大きな開口部のいいところ

2026/06/03
- カテゴリ:社長のヒトコト
- 書いた人:由良 俊也(代表取締役)

二月の初旬、歯の根が合わぬほどの寒さに震えた日、この家は上棟した(三田市)。そして水無月、六月。
早苗を揺らす風にも夏の匂いがする頃となり、この家は仕上げに向かって粛々と歩を進めている。
この家。
ご覧の通り、大きな大きな開口部が何より目に付く。
南側の豊かな圃場に面して、思い切ってグラッシーな壁面となっている。
この開口部。
ここから屋内に届けられる情報は多い。
夏青田をなぶる風の匂い。
秋虫の鈴のごとくな囁き。
冬月夜に降り注ぐ蒼い星影など。
帰納法的にみても、開口部からは外のほとんどの情報が、四季の清しい便りとなって家人に届くのだ。
家において、こんなに趣き深い装置が他にあるだろうか?
開けてよし、閉めてよし。

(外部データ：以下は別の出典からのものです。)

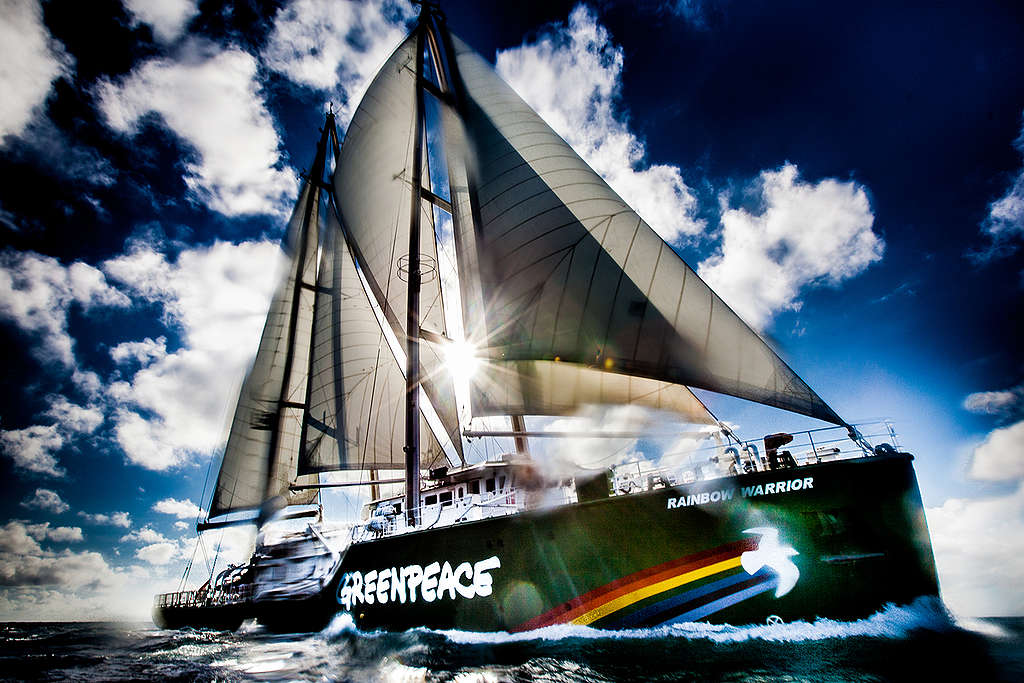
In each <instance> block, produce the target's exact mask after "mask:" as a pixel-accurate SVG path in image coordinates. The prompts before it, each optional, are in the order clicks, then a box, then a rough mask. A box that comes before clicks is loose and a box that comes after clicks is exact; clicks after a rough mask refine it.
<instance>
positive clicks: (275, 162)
mask: <svg viewBox="0 0 1024 683" xmlns="http://www.w3.org/2000/svg"><path fill="white" fill-rule="evenodd" d="M97 92H98V95H99V106H100V109H101V110H102V112H103V114H104V116H105V117H106V121H108V122H109V123H110V125H111V126H112V127H113V128H115V129H116V130H119V131H121V132H124V133H128V134H136V133H138V132H139V131H140V128H139V123H140V120H141V119H142V118H143V117H145V115H146V114H148V113H156V114H158V115H160V117H161V118H162V119H163V121H164V123H165V124H166V125H167V127H168V128H170V129H171V130H172V131H174V133H175V134H177V135H178V136H179V137H181V139H183V140H184V141H185V142H187V143H188V144H189V145H190V146H191V147H194V148H195V151H196V154H197V159H195V160H194V161H193V162H190V163H188V164H187V165H186V176H185V182H186V183H187V185H188V187H189V189H190V190H191V191H193V193H194V194H195V196H196V197H198V198H199V199H200V200H201V201H202V202H204V203H206V204H207V205H209V206H210V207H211V208H212V209H214V210H215V211H219V212H220V213H223V214H225V215H228V216H237V215H242V214H257V213H275V214H280V213H282V212H283V209H284V206H283V201H284V200H285V199H286V198H290V197H292V196H293V195H294V194H295V190H296V186H297V185H296V178H295V175H294V173H293V172H292V171H291V169H288V168H279V166H280V165H281V163H282V159H281V155H280V153H279V146H280V144H281V141H280V139H279V137H278V132H276V130H275V129H274V122H273V118H272V117H271V116H270V113H269V112H268V111H267V108H266V102H265V101H264V99H263V95H262V92H261V86H260V83H259V80H258V77H257V63H256V59H255V58H254V57H253V56H252V55H251V54H249V53H248V52H245V51H243V50H241V49H239V48H228V49H224V50H220V51H213V48H209V47H204V46H199V45H198V44H190V45H188V46H186V49H183V52H182V55H181V57H180V58H179V59H169V58H154V59H150V60H148V61H145V62H143V63H142V65H141V66H139V67H137V68H136V69H135V70H134V71H132V73H131V74H130V75H129V76H128V77H127V78H125V79H123V80H122V81H121V82H120V83H117V84H115V83H112V82H109V81H104V82H102V83H100V84H99V86H98V89H97Z"/></svg>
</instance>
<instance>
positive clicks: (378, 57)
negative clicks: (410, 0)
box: [262, 0, 417, 124]
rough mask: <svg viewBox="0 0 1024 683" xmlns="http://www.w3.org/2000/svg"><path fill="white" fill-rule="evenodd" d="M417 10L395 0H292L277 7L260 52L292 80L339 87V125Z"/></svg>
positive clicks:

あまねく自然界の情報収集が自由自在なんて。
かく言う私も外と内の曖昧な接点に魅了された一人として。
是非とも大開口部を推奨するものなのである。申し訳ないけど(ある意味)田舎暮らし限定(^^)
※ちなみに二枚目の写真は私の自室。北側からのゆるやかな採光がお気に入りです。